First stop when I arrived was Costco — isn’t that so Filipino? — but only to buy pillows for me to use.  Last Sunday, I watched the last performance of Les Miserables in Sydney with my son-in-law and my grandsons. The production was excellent; I was in tears from beginnig to end. The cast had such energy, their performance strong and spirited, and the audience which came to give them a rousing farewell, rewarded them with a standing ovation. A week after watching the show, the songs are still in my head!

I’ve also done the usual malling, shopping, cooking, doing laundry, watching movies on TV, and surfing the world through Facebook. SoI have tried to avoid news about the coming elections, but I kept abreast of Typhoon Lando and how well prepared our government was to respond to its fury. I have also been following the fallout from the Synod at the Vatican where conservative bishops have blocked any attempt by Pope Francis to infuse charity and compassion in the position of the Church regarding divorced Catholics who have remarried, and the plight of gays and lesbians. It is upsetting to read about bishops getting in the way of Christ’s teachings of love, forgiveness and compassion.

Mostly I’ve been on lola duty which, I find, I could enjoy much more if I were a decade younger and quicker on the uptake. The boys have grown so fast. The bathroom I share with them, which used to have only the most basic soap, shampoo and toothpaste, are styling gels, shaving foam, deodorants, anti-acne and body lotions. These are the boys I used to share my bed with when they visited in Manila. Today, I must tread softly around their sensitivities and especially their sense of privacy. Still, mealtimes are usually fun with the conversation going from serious to silly to absurd. And I still get my share of kisses when they leave for school and when they come home. And occasionally, they throw in an “I love you.”

Five-year-old Maya is my constant companion.
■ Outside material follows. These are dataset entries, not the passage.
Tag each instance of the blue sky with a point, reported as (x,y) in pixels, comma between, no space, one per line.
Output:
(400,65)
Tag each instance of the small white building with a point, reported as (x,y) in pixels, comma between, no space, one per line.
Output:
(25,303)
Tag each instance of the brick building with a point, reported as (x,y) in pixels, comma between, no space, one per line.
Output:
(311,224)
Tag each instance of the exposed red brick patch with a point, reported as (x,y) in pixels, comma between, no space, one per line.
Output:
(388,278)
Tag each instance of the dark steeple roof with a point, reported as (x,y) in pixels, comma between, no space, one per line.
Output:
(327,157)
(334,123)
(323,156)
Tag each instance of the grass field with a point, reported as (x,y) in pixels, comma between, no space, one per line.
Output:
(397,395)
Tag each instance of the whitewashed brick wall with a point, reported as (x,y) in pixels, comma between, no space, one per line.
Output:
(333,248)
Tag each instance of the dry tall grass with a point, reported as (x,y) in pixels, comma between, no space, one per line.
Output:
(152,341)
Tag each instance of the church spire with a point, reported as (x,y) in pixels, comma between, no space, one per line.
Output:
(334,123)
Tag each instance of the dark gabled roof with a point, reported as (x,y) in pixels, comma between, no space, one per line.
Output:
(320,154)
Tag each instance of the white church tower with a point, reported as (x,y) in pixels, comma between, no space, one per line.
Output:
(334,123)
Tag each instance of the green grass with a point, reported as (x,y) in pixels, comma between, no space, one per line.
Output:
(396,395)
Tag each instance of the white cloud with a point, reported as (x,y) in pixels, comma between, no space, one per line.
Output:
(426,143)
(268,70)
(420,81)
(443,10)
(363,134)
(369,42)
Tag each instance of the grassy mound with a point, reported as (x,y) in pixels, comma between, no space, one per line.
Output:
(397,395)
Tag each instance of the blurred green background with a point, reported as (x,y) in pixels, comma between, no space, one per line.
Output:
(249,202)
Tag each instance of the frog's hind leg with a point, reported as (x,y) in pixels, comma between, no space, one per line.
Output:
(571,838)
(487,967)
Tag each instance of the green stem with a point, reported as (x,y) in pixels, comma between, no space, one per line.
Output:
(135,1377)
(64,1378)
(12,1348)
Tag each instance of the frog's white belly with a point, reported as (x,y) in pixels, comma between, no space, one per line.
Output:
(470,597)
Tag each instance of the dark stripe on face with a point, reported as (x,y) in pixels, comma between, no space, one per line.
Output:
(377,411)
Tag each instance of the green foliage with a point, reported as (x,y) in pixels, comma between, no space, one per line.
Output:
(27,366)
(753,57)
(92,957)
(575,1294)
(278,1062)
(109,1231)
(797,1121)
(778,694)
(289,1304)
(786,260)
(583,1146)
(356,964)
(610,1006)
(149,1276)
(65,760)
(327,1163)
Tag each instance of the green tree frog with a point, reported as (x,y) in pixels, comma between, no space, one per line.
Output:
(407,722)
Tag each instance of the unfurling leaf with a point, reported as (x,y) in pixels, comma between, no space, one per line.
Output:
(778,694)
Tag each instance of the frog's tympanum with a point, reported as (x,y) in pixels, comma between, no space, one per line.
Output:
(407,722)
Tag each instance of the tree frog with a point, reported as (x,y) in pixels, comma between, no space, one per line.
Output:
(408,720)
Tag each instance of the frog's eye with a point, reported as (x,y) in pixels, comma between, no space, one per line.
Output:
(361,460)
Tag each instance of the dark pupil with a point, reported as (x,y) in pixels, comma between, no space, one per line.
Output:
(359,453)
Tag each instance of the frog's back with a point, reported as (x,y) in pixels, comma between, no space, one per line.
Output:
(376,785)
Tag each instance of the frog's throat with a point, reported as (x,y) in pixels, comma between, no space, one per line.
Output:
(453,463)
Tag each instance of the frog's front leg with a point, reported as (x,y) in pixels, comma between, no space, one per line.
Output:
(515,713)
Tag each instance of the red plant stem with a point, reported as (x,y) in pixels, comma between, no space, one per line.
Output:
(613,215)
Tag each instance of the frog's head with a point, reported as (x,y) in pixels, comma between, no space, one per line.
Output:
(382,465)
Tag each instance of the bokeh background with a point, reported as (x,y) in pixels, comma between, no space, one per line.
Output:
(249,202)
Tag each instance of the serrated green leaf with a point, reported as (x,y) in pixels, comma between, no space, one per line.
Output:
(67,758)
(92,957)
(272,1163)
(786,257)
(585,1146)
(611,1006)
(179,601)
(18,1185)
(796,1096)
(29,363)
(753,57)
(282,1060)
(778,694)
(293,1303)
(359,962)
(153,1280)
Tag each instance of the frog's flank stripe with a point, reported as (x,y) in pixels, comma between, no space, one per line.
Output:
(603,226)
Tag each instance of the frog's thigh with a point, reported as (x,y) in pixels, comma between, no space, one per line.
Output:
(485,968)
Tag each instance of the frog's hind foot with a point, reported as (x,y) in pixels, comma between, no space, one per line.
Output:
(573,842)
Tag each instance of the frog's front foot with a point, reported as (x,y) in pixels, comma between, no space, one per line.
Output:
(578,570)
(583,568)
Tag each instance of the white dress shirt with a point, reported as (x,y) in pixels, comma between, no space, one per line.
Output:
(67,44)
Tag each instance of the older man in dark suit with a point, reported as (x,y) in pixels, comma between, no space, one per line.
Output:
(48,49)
She is smart, sassy, articulate, demanding but very loving. She has latched herself to me as her preferred playmate, bedtime story reader, and all-around “slave,” which I don’t mind.

I am so surrounded by love, I keep asking myself why I stay away for so long.

I’m not usually in Sydney in October, since it is too close to Christmas, which we like to spend here together as a family. But I am visiting in the off-season to attend to a particular grandmotherly duty. For years, Luis has put me on a guilt-trip saying I have never been in Sydney on his birthday during the 11 years that his family has lived in Australia. Which is true. I came here when his older brother Diego turned five, six months after they emigrated, bringing party decor, favors and candy from Divisoria. I was also here to assist my daughter when Maya was born five years ago. And last year, I was here for their lolo’s birthday, which was followed by Maya’s 4th birthday three days later.

Luis has nagged me about this for so long, and no offer of a hefty present or extra money at Christmas would make him change his mind. I had to be in Sydney on Oct. 25, the day of his birthday, or he would think I don’t love him. It’s a preposterous thought, and he knows it, but Luis knows how to push my buttons, so here I am in Sydney, on an unscheduled visit two months before Christmas, to prove to my second grandson that I love him.

Perhaps because of all the excuses I’ve made in the past, even after I showed him my airline ticket, he said he would not believe that I would be here until the actual day of his birthday. He reasoned that given my erratic travel schedule, I could suddenly be called to a meeting in Nepal or Malaysia or wherever else. Even now that I am already in Sydney, he says he is still not convinced I will be around when he turns 13 tomorrow. It’s a game he plays only half-jokingly.

Given the depressing political climate in the Philippines, I am glad Luis forced the issue and I am back here in my happy place, if only for a while.